Is it possible to transpose a square matrix by multiplication?

Question

Is it possible to transpose matrix by left and/or right multiplication?

$XAY = A^T$

Do $X$ and $Y$ exist for any $A$?

Answer 1

Yes, since every square matrix is similar to its transpose. Therefore, you can even take $Y=X^{-1}$.

Answer 2

What is certainly not possible is to find and $X$ and $Y$ that satisfies $X A Y = A^T$ for any $A$ (i.e., which does not depend on $A$). To see why, consider the following example. Let $A_{i,j} = e_i e_j^T$, where $e_i$ is a vector that is zero except for a single $1$ at position $i$. The matrix $A_{i,j}$ therefore contains a single one at index $(i,j)$. Let's try to find an $X$, $Y$:

$$X A_{i,j} Y = X e_i e_j^T Y = x_i y^j \stackrel{!}{=} A_{j,i}^T = e_j e_i^T,$$

where $x_i$ is the $i$-th row of $X$ and $y^j$ is the $j$-th row of $Y$. Now, the set of solutions to the above condition is given by $x_i = c \cdot e_j$, $y^j = \frac 1c \cdot e_i^T$ for any $c \in \mathbb{R}_{\neq 0}$. Therefore, for $A_{1,1}$ the first column of $X$ should be proportional to $e_1$ whereas for $A_{1,2}$, the first column of $X$ should be propostional to $e_2$, which contradicts. It is therefore not possible to find $X$ and $Y$ that transposes all $A_{i,j}$ (not even one pair, for that matter).

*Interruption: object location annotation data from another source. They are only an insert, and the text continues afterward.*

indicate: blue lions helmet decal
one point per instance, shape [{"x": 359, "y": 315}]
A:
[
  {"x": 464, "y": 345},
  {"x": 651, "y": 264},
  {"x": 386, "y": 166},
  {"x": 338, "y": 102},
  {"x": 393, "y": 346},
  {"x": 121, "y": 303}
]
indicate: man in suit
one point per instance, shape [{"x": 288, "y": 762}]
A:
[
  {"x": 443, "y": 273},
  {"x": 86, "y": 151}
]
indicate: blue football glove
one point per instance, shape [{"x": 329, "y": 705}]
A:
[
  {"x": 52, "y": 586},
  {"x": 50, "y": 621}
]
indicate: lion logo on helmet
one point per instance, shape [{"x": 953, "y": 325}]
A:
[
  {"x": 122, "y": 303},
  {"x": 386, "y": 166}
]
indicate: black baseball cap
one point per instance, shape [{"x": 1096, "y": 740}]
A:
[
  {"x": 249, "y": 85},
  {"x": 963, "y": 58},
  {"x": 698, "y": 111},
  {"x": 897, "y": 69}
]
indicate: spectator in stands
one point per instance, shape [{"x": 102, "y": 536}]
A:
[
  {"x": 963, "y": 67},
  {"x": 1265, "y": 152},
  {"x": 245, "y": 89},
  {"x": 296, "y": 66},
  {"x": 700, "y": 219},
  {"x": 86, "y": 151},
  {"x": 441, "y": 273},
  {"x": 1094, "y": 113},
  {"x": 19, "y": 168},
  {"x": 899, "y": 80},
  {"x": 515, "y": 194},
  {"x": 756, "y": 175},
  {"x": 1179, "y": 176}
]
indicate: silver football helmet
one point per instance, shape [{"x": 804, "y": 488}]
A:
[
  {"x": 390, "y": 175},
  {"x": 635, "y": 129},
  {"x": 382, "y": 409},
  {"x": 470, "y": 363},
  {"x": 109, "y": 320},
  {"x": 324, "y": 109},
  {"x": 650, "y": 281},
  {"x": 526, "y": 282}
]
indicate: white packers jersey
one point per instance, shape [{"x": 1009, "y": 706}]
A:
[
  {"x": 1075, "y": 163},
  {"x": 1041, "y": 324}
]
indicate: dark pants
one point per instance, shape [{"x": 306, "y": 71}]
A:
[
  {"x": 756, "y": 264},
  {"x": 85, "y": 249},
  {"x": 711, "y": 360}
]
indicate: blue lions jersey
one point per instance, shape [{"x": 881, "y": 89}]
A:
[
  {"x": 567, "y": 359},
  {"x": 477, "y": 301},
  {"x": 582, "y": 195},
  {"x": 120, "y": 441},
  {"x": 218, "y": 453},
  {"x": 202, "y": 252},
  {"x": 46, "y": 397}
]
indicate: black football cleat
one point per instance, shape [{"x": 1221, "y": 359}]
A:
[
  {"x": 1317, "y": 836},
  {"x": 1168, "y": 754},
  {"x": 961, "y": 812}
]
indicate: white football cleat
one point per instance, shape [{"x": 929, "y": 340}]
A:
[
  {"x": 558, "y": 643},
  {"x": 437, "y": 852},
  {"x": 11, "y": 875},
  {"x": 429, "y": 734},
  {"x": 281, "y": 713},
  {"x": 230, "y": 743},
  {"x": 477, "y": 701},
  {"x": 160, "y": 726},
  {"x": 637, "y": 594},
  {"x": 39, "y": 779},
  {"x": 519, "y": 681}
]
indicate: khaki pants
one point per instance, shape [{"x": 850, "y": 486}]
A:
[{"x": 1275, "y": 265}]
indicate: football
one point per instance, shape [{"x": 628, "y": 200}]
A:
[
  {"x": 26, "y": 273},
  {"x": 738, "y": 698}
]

If you let it be dependent on $A$, there are several ways to find an $X$ and $Y$ even if $A$ is not invertible. For instance, let the singular value decomposition of $A$ be $A = U \Sigma V^T$. Since $A$ is quadratic, $U$ and $V$ are square orthonormal matrices. Then $A^T = V \Sigma U^T$ so the matrices $X = Y = V U^T$ (which are themselves unitary) should do the trick. Since any matrix has an SVD, this shows that it works even for singular and non-diagonalizable matrices.

Answer 3

Alt. Sol:

Suppose $X\in M_{m\times n}(\mathbb{R})$ is not symmetric and that there exists matrices $A$ and $B$ such that $AXB = X^T$.

Then we would have: $$(AXB)^T = (X^T)^T = X$$ $$\implies B^TX^TA^T = X$$ $$\implies B^T(AXB)A^T = X$$ $$\implies (B^TA)X(BA^T) = X$$ $$\implies (A^TB)^TX(BA^T) = X.$$ But this says essentially that: $$A^TB = Id_{m\times m}\text{ }\text{ }\text{ and }\text{ }\text{ }BA^T = Id_{n\times n}$$ In other words that $A^T$ is a left and a right inverse for $B$. So we may write $B^{-1}= A^T$.

Going back to the first equation then: $$AXB = X^T$$ $$\implies AX = X^TA^T = (AX)^T.$$ This says the matrix $AX$ is symmetric. Element wise, this gives:

$$(AX)_{ij} = \sum\limits_{k=1}^ma_{ik}x_{kj} = \sum\limits_{l=1}^ma_{jl}x_{li} = (AX)_{ji}$$

From this it can be seen that regardless of symmetry of $A$, since $X$ is not symmetric, if $i\neq j$ then some $x_{kj}$ must not have a match for any $x_{li}$. So the sums can't be the same and this is our contradiction.

We may conclude that for a given non-symmetric matrix, no such $A$ and $B$ exist yielding $AXB = X^T$. $\blacksquare$

---

Note: If $X$ is symmetric, then $A$ and $B$ can be chosen to be the identity matrix.